The success story here isn't the CLI. It's that it worked until it didn't, and then I had zero attachment to it. Claude wrote all of that code. When the CLI hit its limits, I pointed Claude at it and said "make this a web app." First try. Nailed it. Sometimes the best code is the code you delete.


8. Build the Tools to Build the Thing

I wanted to use PayloadCMS. Code-first, define your schema in TypeScript, get an admin UI for free. What's not to love? But it needs a Postgres instance. $14/month for the smallest RDS. For a photography site where I'd be thrilled to get ten visitors a day it isn't justified for the cost.

So I built my own. A few Lambdas, four DynamoDB tables (on-demand billing, basically free at my traffic), and a 16-page admin UI that provides full editorial control: drag-and-drop image organization, collection metadata editing, gallery previews using the exact same components as the public site, pipeline monitoring, search debugging, and a maintenance mode kill switch.

I built a whole UI to build my UI.

The spengy.com admin UI showing the Studio page with drag-and-drop image organization, collection metadata editing, and live gallery previews.
The admin UI. 16 pages, 59 API endpoints, full editorial control.

The whole platform runs for about $5/month on AWS. To replicate it with paid SaaS (image CDN, search, CMS, analytics), you'd be looking at $200+/month on paid tiers. Even cobbling together free tiers, you'd still lose the custom EXIF analytics dashboard, and the fine-grained control over every pixel of the gallery and every step of the image processing pipeline. The RDS instance alone for PayloadCMS would have cost nearly three times my entire monthly bill.

My philosophy, and the thing I really want to come through here: if what I'm building is hard to build, then I don't have the right tools to build it yet. So I step back and build the tools to make that product an absolute success.


9. Why Bother?

Why build all this when Squarespace exists?

Because owning your work matters. Not renting shelf space on someone else's platform. Actually owning it. The images, the metadata, the layout, the experience, the infrastructure. Every pixel, every byte, every cache header. I realize that sounds obsessive. It probably is.

But for me the engineering isn't separate from the photography. It's part of it. Building the platform is as much a creative act as taking the photos. The platform is the frame, and I wanted to build my own frame.

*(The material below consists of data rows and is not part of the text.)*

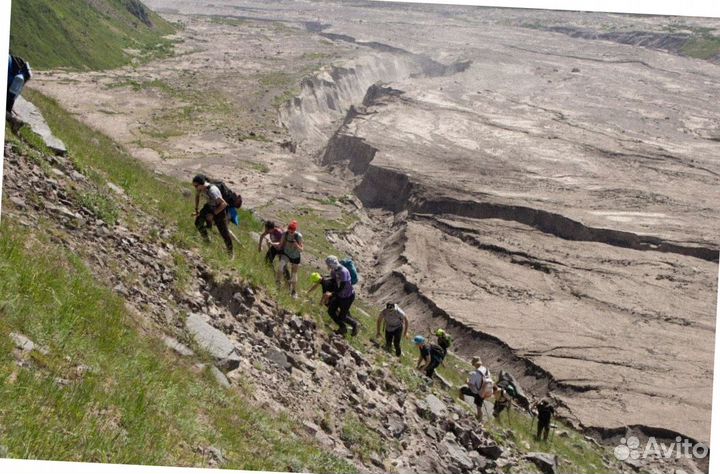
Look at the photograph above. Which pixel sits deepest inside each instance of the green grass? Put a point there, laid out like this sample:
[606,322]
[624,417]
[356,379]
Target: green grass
[138,403]
[84,35]
[100,157]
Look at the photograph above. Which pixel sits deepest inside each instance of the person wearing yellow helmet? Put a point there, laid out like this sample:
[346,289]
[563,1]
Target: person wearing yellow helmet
[326,283]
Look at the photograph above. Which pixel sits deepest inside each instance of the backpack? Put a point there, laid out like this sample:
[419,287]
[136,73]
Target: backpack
[445,341]
[229,196]
[486,389]
[350,265]
[20,66]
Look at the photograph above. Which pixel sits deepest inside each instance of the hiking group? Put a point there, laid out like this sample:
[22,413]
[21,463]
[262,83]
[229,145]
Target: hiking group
[338,295]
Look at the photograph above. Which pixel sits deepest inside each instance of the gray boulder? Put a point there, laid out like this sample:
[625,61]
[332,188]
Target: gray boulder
[214,342]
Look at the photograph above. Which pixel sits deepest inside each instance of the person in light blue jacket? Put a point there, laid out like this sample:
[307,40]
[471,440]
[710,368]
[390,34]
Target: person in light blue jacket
[18,74]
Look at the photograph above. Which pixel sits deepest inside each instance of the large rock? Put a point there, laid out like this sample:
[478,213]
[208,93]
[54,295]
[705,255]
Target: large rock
[28,114]
[213,341]
[547,463]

I could have shipped photos on Squarespace in an afternoon. Instead I built a serverless CQRS platform with 9 Lambdas, a self-healing CI/CD pipeline, and a custom CMS. Between diaper changes, during 3am feedings, in the quiet hours of paternity leave when the house was still and the baby was finally sleeping and I definitely should have been too.

I did it because someday my daughter is going to ask what her dad does. And I want to show her something I made with my own hands. Not a Squarespace template with my name on it. Something I poured my soul into during the hardest, most sleep-deprived, most meaningful months of my life. Every photo of her first year, hosted on infrastructure her dad built from scratch. That matters to me.

"She may not look like much, but she's got it where it counts, kid."